Two parameters can be adjusted for tuning how the LGC coroutines with the LVM:

setpause. This determines when the LGC is restarted after being paused.  The idea is that restart occurs after the heap used has grown by a tuneable percentage.  This might be appropriate to a VM-based memory model, but there is nothing to be gained for a RAM-constrained IoT application, as any pause will invariable increase both the peak heap consumption and the LGC latencies introduced in the steps immediately following resumption.  It makes a lot more sense to run the stepper continuously.  Rather that changing the fundamental algorithm, this is easiest realised by setting the default pause value to 100. With this setting the LGC will never pause and continuously interleave LVM execution and LGC collection steps.
setstepmul. This step multipler controls the finer grain interleaving of the LVM and LGC.  A global state field, GCdebt (the GC debt), accumulates the number of bytes allocated since the last adjustment by the LGC.  This debt saw-tooths between the LGC and LVM executions.  The stepping process subtracts from the debt (driving it negative) as it recovers memory, and it returns control to the LVM when sufficient debt margin has been achieved. The LVM memory allocator then adds to it as execution allocates memory resources. After the LVM executes any opcode that could allocate memory, it checks if the debt has flipped positive and if so it yields back to the LGC.  The threshold for 'end of step collection' is scaled by stepmul / 200, so setting the multiplier to 200 creates a unit scaling and this means that on average one step will recover at roughly double the overall rate of allocation.  Setting it to 300, say, will mean that the stepper will run more frequently and recover memory more aggressively; individual steps will be shorter, but the aggregate overhead of the LGC larger.  Dropping it to 150, say, will have the opposite effect and make the LGC a bit more sluggish, but the aggregate LGC execution overhead less.

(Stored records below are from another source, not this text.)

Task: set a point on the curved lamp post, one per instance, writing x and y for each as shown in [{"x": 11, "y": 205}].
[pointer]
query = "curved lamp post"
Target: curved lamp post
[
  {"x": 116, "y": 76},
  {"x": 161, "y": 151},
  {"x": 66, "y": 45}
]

As well as the automatic running of the LGC, the Lua collectgarbage() library function can be used to control the stepping process under application control, depending on its first parameter:

"collect": (default option) perform a full GC cycle.  As full GC can involve a material quantum of processing delay, I suggest that full GC steps should only be used with care, especially if the application has low latency goals (e.g. it uses gpio triggers). A good time to use full GC is at the end of one-time activities such as application initiation to flush out all of the now unreachable / dead values only used in initialisation. Another option is to do a full GC as the epilogue to any Lua callback; this will leave the heap clean for the next callback execution.
"step": performs a garbage-collection step.  Returns true if the step finished a complete GC cycle.  The optional n argument will force the step collector to perform as if nKb had been allocated by the LVM.  A good alternative strategy to using  a full GC epilogue to a callback, is to collectgarbage('step',4) say.  This has a cheaper cost and trims the heap for the next callback execution; this leaves a good debt so delaying the next automatic step. Note that executing a step automatically restarts the collector.
"stop" and "restart": stop / restart automatic execution of the garbage collector.  In general these should be avoided as stopping the LGC will quickly cause memory exhaustion if not restarted.  An example exception to this is when the application is doing some time-critical GPIO diddling; here, time critical code should be bracketted by a stop / restart or (step + stop) / step pair if the code is doing any operations that could trigger an automatic step (string creation, new array assignment, Lua function calls), though of course it is sensible to avoid these anyway during time critical code.
"setpause" and "setstepmul": as discussed above, leave to defaults or tweak once during application initialisation.
"count" and "isrunning"": returns the total (Kb) memory in use by Lua, and a boolean for whether the collector is running.  I am not sure how useful these are since node.heap() is more important and the LGC will always be running with the new default pause value.